All examples for streaming data that I found are based on generators, which work in the opposite direction (ie data is "pulled" from the generator, not "pushed out" via a write call), so I wonder, is there a way to "write" directly to the client in Flask?

EDIT - to be more clear: I'm looking for a way to serve the data generated by "some_serialization_function(...)" (which I cannot easily change) without the memory/IO overhead of having that function write all the data to a buffer/file first.

(I suspect that a tempfile will be the way to go in the end, since the IO overhead will not be significant in comparison to the overhead of actually sending the data over the network. Also my main concern is memory overhead).


Solution

  • You can create a special file-like object that feeds the generator that streams out to the client. Here is a quick & dirty implementation using a queue:

    from queue import Queue
    
    class StreamWriter(object):
        def __init__(self):
            self.queue = Queue()
    
        def write(self, str):
            self.queue.put(str)
    
        def read(self):
            str = self.queue.get()
            self.queue.task_done()
            if str == '~':
                return None
            return str
    
        def close(self):
            self.write('~')  # indicate EOF
    

    This is nothing more than a pub-sub type queue. The read() method will block until there is something written in another thread.

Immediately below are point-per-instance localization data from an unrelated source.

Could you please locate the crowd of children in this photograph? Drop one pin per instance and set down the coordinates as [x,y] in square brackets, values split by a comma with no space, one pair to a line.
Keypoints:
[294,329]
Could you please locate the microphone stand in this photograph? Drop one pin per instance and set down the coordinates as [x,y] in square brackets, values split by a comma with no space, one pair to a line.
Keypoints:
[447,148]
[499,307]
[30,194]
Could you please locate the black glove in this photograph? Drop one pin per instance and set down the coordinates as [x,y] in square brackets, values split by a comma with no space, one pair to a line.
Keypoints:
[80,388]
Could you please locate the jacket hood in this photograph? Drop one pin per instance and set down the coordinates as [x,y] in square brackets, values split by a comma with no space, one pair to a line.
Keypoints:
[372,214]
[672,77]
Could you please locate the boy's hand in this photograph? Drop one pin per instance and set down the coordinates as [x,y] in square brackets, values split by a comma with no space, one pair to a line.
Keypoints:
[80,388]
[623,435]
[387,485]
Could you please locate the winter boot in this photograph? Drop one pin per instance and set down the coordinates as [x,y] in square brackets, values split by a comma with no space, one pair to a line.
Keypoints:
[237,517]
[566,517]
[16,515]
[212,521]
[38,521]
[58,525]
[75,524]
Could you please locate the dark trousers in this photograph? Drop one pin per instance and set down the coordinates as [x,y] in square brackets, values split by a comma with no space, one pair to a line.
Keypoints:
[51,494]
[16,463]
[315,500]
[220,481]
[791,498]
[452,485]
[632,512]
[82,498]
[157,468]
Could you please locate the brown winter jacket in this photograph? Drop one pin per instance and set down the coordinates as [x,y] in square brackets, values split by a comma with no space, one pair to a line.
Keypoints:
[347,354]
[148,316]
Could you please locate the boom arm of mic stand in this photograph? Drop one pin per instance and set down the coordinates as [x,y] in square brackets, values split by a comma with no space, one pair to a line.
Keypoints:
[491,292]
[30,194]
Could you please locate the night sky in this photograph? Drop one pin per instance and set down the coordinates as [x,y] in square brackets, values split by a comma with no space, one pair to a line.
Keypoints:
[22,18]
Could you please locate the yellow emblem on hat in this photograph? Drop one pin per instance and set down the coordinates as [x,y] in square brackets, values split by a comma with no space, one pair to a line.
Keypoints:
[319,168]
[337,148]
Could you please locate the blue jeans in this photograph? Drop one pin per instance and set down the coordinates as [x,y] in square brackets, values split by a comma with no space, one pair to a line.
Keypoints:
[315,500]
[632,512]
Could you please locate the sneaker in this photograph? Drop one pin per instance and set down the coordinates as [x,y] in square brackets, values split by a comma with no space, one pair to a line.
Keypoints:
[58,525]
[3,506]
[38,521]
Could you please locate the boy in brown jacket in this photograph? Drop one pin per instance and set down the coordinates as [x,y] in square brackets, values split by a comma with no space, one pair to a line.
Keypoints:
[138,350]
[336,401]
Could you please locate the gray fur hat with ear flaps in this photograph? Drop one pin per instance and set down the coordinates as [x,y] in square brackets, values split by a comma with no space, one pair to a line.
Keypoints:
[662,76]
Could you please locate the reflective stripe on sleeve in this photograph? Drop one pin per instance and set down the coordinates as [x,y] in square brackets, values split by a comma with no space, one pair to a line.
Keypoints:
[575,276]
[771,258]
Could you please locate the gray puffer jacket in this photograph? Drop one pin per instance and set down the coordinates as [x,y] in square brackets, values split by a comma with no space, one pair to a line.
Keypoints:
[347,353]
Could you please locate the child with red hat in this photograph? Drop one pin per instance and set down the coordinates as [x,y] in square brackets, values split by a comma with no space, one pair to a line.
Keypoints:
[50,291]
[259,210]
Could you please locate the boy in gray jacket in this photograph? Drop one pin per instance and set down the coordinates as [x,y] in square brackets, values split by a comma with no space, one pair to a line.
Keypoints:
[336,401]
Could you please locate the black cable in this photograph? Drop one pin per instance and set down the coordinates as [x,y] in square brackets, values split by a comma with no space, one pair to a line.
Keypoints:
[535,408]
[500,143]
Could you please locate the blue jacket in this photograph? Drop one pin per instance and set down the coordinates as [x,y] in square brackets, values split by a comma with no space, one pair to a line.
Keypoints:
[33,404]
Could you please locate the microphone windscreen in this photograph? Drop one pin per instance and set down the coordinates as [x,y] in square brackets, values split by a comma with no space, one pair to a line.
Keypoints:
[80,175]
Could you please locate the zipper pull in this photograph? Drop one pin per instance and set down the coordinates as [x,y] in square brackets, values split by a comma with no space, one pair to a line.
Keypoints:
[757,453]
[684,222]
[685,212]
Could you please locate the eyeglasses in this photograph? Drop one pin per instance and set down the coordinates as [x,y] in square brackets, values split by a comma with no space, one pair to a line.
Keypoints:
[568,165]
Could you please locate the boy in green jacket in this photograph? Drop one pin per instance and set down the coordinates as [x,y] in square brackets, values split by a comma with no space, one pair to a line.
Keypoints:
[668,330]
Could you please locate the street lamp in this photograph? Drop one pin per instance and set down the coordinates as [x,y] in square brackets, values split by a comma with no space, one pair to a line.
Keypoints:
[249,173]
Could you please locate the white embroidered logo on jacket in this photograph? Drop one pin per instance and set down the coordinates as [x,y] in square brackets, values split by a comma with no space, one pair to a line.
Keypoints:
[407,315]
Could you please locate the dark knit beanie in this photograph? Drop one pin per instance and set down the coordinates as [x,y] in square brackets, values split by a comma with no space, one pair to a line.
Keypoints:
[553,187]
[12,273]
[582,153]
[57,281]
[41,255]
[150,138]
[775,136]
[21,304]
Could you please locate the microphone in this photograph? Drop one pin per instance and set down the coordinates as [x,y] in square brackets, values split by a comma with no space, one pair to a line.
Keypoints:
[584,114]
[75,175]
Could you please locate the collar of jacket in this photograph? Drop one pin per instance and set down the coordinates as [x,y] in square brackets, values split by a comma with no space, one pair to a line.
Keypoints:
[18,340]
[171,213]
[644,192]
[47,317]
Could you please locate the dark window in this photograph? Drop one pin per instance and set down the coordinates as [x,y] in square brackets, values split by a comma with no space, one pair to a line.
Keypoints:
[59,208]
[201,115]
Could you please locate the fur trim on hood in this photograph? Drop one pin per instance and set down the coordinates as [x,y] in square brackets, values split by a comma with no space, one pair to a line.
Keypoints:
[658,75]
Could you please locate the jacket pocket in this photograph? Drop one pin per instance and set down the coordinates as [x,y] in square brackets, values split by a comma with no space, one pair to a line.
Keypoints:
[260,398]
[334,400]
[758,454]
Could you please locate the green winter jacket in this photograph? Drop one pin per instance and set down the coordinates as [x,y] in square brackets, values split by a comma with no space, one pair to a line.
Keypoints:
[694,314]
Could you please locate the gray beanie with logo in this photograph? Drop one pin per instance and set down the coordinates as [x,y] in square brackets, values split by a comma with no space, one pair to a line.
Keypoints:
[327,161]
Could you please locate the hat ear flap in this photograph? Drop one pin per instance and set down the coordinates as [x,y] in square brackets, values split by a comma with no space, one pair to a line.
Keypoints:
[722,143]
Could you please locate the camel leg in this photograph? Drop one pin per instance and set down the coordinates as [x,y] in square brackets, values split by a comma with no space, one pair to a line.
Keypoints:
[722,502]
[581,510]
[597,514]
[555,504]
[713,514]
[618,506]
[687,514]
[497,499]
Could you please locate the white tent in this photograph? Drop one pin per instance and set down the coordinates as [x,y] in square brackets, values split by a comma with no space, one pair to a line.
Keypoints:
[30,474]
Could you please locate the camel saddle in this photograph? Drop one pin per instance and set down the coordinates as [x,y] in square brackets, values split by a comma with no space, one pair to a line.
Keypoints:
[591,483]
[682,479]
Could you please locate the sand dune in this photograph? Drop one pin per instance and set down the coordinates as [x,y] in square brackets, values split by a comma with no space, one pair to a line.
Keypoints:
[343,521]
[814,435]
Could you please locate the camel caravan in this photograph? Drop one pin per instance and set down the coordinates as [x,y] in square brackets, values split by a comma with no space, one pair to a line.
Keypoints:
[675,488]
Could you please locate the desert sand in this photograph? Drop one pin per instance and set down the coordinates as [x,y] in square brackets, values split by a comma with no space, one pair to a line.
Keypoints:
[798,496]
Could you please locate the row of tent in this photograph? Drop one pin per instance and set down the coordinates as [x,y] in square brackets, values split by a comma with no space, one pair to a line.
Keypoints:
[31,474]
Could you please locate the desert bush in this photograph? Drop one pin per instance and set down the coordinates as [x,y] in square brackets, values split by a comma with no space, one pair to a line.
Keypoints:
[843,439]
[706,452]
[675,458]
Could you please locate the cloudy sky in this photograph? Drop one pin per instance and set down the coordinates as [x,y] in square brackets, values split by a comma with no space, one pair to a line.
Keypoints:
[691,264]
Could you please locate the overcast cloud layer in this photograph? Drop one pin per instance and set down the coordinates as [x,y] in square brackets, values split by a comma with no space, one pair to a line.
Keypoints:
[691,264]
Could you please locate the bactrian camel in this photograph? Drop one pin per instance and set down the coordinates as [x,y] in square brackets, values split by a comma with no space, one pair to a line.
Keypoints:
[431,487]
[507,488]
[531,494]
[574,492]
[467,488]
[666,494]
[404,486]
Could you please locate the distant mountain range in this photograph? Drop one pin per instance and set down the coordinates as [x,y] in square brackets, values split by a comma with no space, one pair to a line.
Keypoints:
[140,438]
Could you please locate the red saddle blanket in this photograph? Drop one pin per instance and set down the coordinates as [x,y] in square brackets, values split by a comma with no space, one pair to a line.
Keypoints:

    Now you can stream a response using a generator. The following example shows a generator that takes the serialization function as an argument. The serialization function is executed in a background thread and receives the file-like object as an argument.

    def generate_response(serialize):
        file = StreamWriter()
        def serialize_task():
            serialize(file)
            file.close()
        threading.Thread(target=serialize_task).start()
        while True:
            chunk = file.read()
            if chunk is None:
                break
            yield chunk
    

    I hope this helps!